I became known as an art collector, a playwright, a poet and a novelist. Critics have called my poems “idiosyncratic, playful and repetitive.” My novels have been characterized as being generally plot free and having only a bare minimum amount of dialogue. The main characters in my novels were usually women who couldn’t or didn’t conform to the mainstream of society because of their ethnicity. Those may be just some of the reasons that I have been identified as being an advocate of avant garde literature and the bohemian community.
During the Great War my significant other and I volunteered to drive supplies to hospitals in France. After the war, our salon became a focal point for the modernist movements in art and literature. Authors such as F. Scott Fitzgerald, Sinclair Lewis, T.S. Eliot, Thornton Wilder, Sherwood Anderson and Ernest Hemingway were known to frequent our salon. At our Saturday night gatherings I helped lead the discussions with the artists while my mate played hostess for the girlfriends and wives of the artists.
I am credited with coining the phrase “the lost generation” which has been defined as that generation that came of age during and immediately after the Great War. That “lost generation” was disillusioned with the values, the morality, and the gender roles handed down to them from the previous generation which they felt led to the horror and monumental slaughter that occurred during the Great War. That horrific conflict caused millions of civilian deaths in addition to wiping out a generation of young men.
After 30 years abroad my mate and I were cajoled into returning to the U.S. to tour some 37 cities in 23 states doing a one year public lecture tour. That’s probably how I ended up at Newark airport as seen in the second photo below. My lectures were limited to 500 attendees and I got Random House to publish my future works as a result of agreeing to that tour.

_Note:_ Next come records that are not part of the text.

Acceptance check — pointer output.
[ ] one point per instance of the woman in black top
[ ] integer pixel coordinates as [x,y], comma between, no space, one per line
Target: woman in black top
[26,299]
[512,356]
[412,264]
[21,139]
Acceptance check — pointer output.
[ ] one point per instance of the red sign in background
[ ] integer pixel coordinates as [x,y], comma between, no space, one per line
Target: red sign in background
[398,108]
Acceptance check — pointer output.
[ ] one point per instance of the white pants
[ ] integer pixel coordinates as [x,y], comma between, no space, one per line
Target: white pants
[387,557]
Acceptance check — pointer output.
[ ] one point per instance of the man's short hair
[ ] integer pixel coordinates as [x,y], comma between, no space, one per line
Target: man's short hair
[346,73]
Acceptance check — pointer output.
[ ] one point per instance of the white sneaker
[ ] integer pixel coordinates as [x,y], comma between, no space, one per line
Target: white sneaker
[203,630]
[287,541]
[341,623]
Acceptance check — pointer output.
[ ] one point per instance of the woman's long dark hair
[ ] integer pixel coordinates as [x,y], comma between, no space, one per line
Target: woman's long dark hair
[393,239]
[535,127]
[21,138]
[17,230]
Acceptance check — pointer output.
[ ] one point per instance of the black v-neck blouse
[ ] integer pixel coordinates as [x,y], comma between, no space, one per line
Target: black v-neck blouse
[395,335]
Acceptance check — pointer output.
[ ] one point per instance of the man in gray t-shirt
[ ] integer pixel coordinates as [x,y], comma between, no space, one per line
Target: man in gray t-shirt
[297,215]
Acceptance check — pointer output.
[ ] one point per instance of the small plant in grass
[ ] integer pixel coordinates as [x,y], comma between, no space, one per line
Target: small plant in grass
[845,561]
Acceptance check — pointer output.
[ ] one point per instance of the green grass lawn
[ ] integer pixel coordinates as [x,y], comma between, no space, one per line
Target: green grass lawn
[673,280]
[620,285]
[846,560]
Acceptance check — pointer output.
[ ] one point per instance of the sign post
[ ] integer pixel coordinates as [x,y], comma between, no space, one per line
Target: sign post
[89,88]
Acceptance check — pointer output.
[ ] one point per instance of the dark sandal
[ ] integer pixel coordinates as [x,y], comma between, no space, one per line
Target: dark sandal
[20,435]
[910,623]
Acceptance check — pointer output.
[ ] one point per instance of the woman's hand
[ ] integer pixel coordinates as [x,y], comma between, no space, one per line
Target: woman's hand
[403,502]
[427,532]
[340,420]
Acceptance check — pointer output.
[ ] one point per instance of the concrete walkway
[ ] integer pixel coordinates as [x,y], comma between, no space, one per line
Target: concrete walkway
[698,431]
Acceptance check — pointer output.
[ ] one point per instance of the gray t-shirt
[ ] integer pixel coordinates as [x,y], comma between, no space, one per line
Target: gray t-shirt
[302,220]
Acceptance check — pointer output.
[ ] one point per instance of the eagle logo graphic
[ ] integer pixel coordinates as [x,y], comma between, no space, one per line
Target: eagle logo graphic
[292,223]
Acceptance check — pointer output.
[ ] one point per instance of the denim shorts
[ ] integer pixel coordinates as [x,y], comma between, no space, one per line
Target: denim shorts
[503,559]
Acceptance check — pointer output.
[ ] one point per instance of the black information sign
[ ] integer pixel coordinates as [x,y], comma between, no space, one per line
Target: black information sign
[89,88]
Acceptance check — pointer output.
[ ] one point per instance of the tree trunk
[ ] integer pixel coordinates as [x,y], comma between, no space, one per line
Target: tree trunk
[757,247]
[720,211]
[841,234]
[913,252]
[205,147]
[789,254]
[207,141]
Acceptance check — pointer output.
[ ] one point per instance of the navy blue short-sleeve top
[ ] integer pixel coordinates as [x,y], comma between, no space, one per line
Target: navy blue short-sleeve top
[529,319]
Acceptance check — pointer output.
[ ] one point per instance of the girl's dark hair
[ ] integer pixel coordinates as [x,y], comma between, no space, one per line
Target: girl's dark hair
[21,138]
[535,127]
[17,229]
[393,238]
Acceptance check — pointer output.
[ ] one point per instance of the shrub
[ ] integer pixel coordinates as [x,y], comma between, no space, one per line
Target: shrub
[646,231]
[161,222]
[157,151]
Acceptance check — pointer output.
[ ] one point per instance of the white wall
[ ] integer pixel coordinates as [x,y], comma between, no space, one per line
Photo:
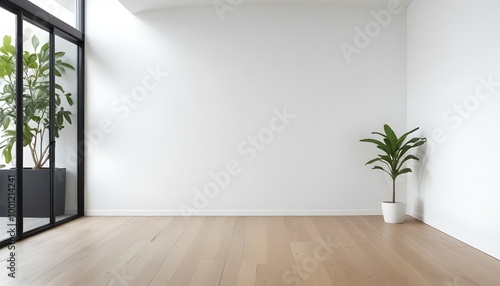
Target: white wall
[452,47]
[147,154]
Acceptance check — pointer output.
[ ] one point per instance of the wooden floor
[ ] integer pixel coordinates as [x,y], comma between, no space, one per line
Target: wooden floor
[247,251]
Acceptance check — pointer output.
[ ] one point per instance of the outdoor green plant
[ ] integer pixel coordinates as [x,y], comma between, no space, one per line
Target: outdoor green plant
[36,99]
[394,153]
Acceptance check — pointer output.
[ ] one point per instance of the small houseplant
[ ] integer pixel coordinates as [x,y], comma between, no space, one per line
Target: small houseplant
[36,121]
[392,161]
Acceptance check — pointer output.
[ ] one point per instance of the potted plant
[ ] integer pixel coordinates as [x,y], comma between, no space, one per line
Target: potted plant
[36,122]
[392,162]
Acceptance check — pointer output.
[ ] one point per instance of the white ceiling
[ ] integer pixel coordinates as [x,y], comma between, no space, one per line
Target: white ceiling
[136,6]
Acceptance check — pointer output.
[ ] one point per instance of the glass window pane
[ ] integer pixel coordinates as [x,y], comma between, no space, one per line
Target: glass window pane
[67,135]
[36,173]
[66,10]
[7,118]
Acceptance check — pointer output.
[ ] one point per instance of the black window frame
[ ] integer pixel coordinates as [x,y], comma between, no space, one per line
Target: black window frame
[27,11]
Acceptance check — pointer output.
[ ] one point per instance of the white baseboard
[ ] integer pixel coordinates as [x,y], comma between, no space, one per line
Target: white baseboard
[232,212]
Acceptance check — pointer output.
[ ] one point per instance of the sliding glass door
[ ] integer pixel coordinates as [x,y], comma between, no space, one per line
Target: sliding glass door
[8,133]
[41,116]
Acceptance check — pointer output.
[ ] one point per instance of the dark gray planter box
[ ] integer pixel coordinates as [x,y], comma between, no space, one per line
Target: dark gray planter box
[36,191]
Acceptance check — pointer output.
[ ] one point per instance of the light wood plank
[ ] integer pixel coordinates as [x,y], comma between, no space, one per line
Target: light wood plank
[247,251]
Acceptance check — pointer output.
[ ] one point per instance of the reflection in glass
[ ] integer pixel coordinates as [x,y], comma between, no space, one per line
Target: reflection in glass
[67,135]
[7,122]
[65,10]
[36,122]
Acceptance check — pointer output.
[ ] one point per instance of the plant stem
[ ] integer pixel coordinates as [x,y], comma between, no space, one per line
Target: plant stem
[394,190]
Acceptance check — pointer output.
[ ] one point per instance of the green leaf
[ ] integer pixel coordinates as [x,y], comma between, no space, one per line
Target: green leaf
[7,40]
[69,99]
[35,42]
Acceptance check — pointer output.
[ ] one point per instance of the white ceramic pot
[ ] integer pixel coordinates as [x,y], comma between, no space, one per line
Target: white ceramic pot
[394,212]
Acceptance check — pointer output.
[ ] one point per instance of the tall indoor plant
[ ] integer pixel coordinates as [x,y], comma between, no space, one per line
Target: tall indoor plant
[392,161]
[36,119]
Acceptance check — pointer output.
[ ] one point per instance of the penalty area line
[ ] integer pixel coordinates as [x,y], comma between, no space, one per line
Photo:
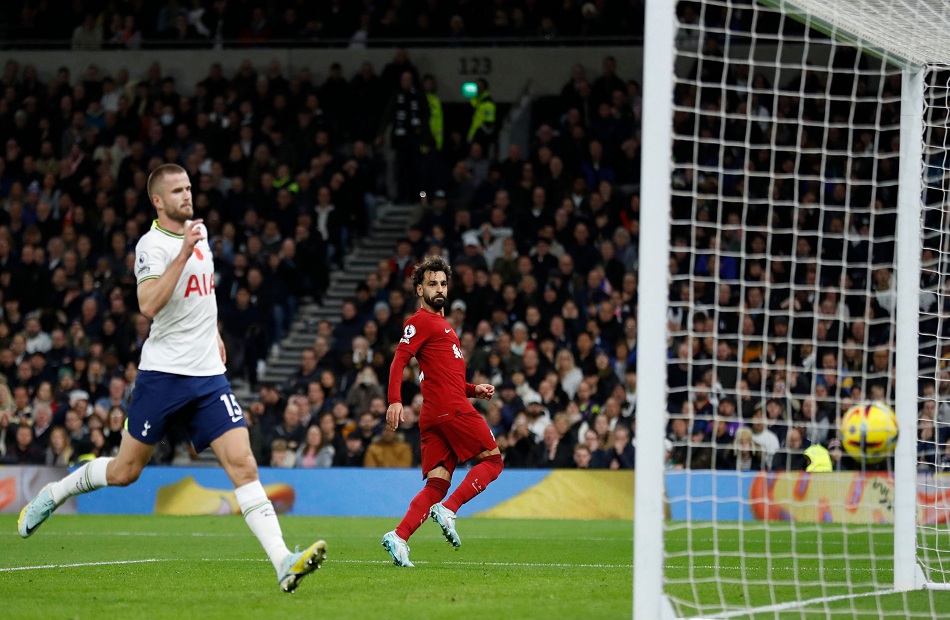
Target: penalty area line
[81,565]
[330,560]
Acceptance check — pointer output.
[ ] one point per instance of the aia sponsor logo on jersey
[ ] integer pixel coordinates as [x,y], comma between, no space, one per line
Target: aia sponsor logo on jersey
[200,284]
[141,263]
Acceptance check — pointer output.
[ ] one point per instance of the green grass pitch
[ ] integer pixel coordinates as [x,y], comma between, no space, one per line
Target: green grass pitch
[212,567]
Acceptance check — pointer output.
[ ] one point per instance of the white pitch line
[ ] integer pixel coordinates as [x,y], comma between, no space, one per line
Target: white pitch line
[331,560]
[802,604]
[80,565]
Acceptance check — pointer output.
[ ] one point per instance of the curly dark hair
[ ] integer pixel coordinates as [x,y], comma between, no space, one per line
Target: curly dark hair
[430,263]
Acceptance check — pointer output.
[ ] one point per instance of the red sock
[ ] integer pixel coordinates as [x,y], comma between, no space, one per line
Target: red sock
[432,493]
[475,482]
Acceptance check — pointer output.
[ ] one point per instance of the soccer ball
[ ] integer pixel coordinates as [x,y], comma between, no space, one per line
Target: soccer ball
[869,432]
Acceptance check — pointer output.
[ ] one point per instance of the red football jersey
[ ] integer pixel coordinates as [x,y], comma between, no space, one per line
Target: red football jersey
[429,338]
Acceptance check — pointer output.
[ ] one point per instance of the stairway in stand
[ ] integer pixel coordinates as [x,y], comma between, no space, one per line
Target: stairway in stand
[392,222]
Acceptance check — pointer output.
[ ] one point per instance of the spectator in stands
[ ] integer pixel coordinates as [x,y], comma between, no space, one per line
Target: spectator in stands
[791,457]
[353,453]
[316,451]
[388,449]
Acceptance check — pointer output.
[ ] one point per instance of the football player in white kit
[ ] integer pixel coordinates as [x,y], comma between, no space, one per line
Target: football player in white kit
[181,373]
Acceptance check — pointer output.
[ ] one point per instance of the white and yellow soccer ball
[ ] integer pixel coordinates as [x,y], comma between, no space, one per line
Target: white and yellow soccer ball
[869,432]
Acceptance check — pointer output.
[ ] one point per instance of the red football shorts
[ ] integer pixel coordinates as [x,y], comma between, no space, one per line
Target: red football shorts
[455,441]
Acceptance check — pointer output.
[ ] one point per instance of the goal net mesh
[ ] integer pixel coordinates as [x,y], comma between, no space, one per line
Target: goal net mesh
[781,311]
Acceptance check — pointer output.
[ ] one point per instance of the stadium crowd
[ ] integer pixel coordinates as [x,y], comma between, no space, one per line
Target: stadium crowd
[542,239]
[219,24]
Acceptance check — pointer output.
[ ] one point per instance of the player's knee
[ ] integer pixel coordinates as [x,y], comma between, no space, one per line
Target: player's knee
[495,464]
[243,470]
[124,475]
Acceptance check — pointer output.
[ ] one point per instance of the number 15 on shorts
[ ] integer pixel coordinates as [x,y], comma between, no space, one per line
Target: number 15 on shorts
[234,409]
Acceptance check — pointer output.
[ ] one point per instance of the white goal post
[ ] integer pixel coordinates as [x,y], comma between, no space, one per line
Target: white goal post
[719,59]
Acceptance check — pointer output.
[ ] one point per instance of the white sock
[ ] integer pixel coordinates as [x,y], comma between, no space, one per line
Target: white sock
[262,519]
[86,479]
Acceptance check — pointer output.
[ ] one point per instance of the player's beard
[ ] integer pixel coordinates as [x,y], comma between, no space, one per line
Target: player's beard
[180,213]
[436,303]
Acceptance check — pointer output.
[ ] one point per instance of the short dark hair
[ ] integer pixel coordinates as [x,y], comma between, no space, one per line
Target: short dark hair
[159,173]
[433,263]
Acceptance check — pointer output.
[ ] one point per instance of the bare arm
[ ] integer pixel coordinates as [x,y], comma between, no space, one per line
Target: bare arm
[153,294]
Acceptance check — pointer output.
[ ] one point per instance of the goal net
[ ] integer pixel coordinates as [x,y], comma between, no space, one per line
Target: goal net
[802,148]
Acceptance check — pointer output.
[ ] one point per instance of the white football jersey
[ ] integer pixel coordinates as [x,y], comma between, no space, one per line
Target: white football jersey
[184,335]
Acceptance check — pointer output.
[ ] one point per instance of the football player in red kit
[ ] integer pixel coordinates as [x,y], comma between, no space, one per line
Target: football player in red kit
[452,432]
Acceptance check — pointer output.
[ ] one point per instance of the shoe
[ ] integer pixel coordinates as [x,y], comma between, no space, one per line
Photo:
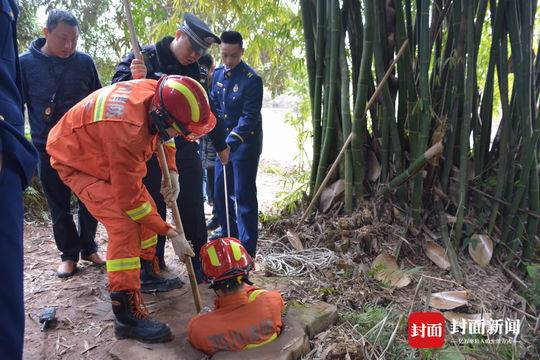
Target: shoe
[213,223]
[216,234]
[132,320]
[66,269]
[153,281]
[94,259]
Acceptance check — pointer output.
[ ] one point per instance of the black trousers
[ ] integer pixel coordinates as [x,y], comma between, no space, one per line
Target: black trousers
[11,260]
[190,200]
[70,239]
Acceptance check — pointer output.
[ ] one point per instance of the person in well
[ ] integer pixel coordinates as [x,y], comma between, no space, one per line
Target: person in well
[245,316]
[100,149]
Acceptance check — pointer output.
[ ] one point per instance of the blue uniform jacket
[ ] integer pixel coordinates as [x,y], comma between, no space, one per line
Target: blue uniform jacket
[236,100]
[10,91]
[41,75]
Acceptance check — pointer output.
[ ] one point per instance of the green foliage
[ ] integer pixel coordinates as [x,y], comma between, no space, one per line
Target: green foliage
[533,293]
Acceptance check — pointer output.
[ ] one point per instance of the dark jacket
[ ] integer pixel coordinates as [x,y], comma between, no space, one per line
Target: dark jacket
[159,61]
[10,86]
[236,100]
[72,79]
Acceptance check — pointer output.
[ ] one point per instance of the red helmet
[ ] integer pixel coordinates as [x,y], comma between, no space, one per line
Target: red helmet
[224,259]
[181,102]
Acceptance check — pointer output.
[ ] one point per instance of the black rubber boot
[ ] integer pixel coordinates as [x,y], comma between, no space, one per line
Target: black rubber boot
[132,320]
[153,281]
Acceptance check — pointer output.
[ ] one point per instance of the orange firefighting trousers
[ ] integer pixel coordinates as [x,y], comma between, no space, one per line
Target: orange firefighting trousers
[100,148]
[243,320]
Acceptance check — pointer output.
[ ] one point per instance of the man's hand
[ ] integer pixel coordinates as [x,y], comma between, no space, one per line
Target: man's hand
[224,155]
[180,245]
[138,69]
[170,193]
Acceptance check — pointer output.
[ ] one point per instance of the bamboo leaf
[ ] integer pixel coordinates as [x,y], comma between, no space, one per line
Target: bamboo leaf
[386,270]
[481,249]
[437,254]
[448,300]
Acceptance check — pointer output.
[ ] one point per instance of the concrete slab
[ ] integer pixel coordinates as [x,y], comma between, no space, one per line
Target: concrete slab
[177,308]
[292,344]
[315,317]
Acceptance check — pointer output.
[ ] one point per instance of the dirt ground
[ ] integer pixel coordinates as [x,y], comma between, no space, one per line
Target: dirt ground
[85,319]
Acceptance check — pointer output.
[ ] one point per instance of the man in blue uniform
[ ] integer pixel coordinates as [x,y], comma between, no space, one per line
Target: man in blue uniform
[236,99]
[178,55]
[18,159]
[55,77]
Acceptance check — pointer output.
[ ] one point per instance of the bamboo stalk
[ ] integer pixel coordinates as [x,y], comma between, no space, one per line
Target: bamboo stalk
[346,125]
[415,167]
[349,139]
[359,123]
[317,100]
[328,129]
[424,104]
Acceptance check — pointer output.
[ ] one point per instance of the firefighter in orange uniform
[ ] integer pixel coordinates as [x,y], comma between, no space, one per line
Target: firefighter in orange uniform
[100,149]
[245,316]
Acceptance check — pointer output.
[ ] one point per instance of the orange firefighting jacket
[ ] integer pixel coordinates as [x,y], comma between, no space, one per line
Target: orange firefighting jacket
[107,137]
[243,320]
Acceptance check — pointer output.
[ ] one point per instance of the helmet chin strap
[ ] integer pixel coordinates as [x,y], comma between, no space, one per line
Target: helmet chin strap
[160,124]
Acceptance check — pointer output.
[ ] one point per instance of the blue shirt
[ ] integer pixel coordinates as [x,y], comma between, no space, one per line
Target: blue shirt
[42,75]
[236,100]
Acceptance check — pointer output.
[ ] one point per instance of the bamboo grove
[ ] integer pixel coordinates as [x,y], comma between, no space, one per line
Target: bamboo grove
[430,127]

My politics were controversial then and now. I had a strange mixture of both progressive and reactionary views. I was pro-immigrant and pro-democratic yet I was a critic of FDR and the “New Deal.” I supported Generalissimo Franco over the Republicans. I also admired Marshal Petain, a French collaborator with the Nazis, in Vichy France. I even translated his speeches. My own translator and colleague was also a fascist Vichy collaborator and his influence with the authorities is probably what saved my mate and me from persecution and deportation during WWII. Incidentally, Petain was tried for treason after the war, stripped of his rank and honors and sentenced to death. His sentence was later commuted to life imprisonment on the isolated island of Yeu, off the Brittany coast. When his health finally failed he was confined to a hospital there.
I think you know me by now. That’s me as a 3 year old in the first picture below and as a guest public lecturer awaiting a flight at Newark Airport (at what we now call the “North Terminal”) in the second photo.
(1a)Who Am I? (1b)What was the new name of the “Society for the Collegiate instruction of Women” institute where I earned my B.A.? (1c)Who was the psychologist professor who influenced me so much as an undergrad? (2a)For which organization did my mate and I ferry supplies to hospitals during the Great War? (2b)What was the name of my 1930’s bestselling autobiography? (2c) What name did my mate and I confer upon our poodle? (3)My mate and I also had affectionate/pet names for each other. What were they? (4) I was once portrayed in a Woody Allen film. What was the name of that film and who portrayed me? (5) My lifelong mate’s name appeared in the title of a “rom-com” (“romantic comedy”) film released in the late 1960’s. What was the title of that film and who played the part of the attorney, Harold Fine, in the film?